In sad news, at our 9 week ultrasound, Baby B no longer had a heartbeat. I haven’t updated you guys on this yet because I don’t really know what to say. I’m not sure how I feel, honestly. It’s a loss, for sure. But then there’s this miracle growing right next door. It’s just a weird situation. I do know, however, that I am extremely thankful to Baby B for coming here briefly and helping his brother or sister.. I will be grateful for the rest of my life.

Next up: final visit with Dr. Braverman tomorrow and first OB visit on Friday. Keep growing big and strong, Baby A. You’re doing great!

8 Week Ultrasound Update

Just a quick post to give you the deets on Friday’s ultrasound.

Baby A was looking good! measuring on track with a heart rate of 166. Yay, Baby A! We could see his or her arms, legs and even a tiny spine.

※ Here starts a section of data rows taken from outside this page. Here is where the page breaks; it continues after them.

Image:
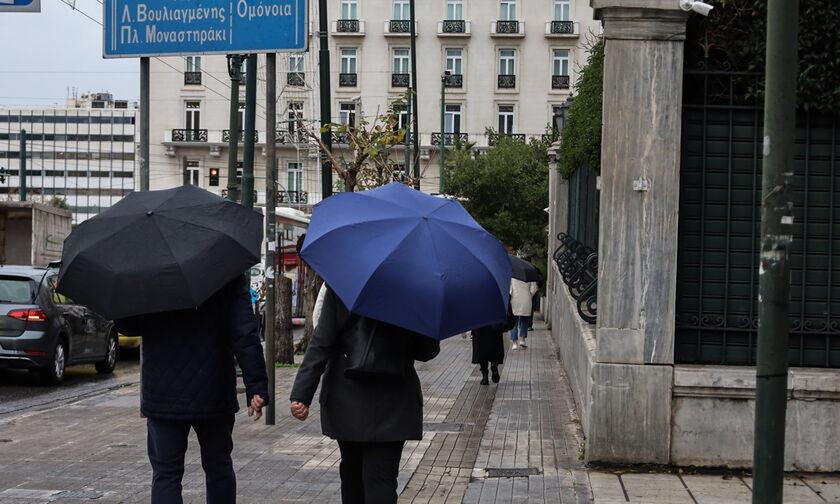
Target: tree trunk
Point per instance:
(283, 322)
(311, 287)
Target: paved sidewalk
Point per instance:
(518, 441)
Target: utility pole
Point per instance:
(250, 122)
(23, 165)
(270, 224)
(234, 67)
(413, 99)
(144, 123)
(776, 238)
(326, 108)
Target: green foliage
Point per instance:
(581, 139)
(505, 190)
(733, 37)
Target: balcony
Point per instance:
(185, 135)
(454, 28)
(400, 28)
(560, 82)
(400, 80)
(562, 29)
(494, 138)
(454, 81)
(348, 27)
(507, 29)
(347, 80)
(507, 81)
(240, 137)
(192, 78)
(449, 138)
(295, 79)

It’s kind of amazing how much growth there was in just one week.

Baby B had not grown at all in a week, which means he or she is ultimately not going to make it. Strangely, there was still a faint heartbeat present. Needless to say, it was rough watching that little embryo trying to hang on, fighting a losing battle.

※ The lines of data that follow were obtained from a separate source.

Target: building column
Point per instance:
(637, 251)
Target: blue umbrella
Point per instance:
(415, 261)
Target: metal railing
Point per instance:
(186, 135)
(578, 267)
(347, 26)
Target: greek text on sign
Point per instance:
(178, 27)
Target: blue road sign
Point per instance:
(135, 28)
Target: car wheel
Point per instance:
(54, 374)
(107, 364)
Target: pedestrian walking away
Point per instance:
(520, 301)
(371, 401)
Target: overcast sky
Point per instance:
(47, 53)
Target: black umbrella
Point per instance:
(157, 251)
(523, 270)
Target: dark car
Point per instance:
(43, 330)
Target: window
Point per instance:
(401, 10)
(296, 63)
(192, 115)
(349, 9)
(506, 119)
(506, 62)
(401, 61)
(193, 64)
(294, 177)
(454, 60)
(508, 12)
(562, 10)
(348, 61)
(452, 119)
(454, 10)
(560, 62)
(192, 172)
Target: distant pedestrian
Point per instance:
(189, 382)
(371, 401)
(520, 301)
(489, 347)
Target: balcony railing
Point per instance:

All in all, though. I’m ok about it. Yes, it is another impending loss, which is never easy. But I still have one healthy baby going strong and I am beyond grateful for that. Also, I was really nervous about a twin pregnancy and all the risks that go with it. I already have enough anxiety as it is without adding Twin Mania on top of it. So while I would’ve been thrilled with two healthy babies, part of me is also relieved to not have to worry about the additional risks that blessing would’ve brought.

My next ultrasound is on Friday again and I’m really nervous. I’ll be nine weeks. When I went on my ill-fated google fest a couple of weeks ago I read about a lot of people miscarrying at nine weeks, plus I know of some other bloggers who have miscarried at that time. So that week just feels ominous to me. Also still haunting me from my googling binge are the heart rate fears. Baby’s heart rates have been fine since 6 weeks, but I still feel sketched about it.

I’m still scared every single day, you guys. Grateful as hell, but terrified. There seem to be so many more hurdles left to get through. One of the biggest being, is this baby genetically normal?  I likely can’t do the non-invasive first trimester blood tests because there’s a chance the twin could throw off the result. And I refuse to do any invasive testing (amnio, CVS) — I’m not down with the risk of miscarriage that goes along with them. I don’t care how small it is. So we may not know until our 20 week scan (or longer) if the baby is genetically normal. I know this is how our moms did it, but it seems crazy to me. Oh, and we also need to make it to 20 weeks to even have that ultrasound to even find out about genetic anything. Hurdle 7,654. Need to get my track shorts on, stat.

Other than the physical symptoms like nausea, this pregnancy doesn’t feel quite real to me. Like, how could this actually be happening to me? How could I possibly be lucky enough to bring a baby home in 8 months? I’m trying to believe. I want so much to rise above the fear and just have confidence that this little miracle is here to stay. I want to be brave for him or her. But, crap, it’s really, really hard.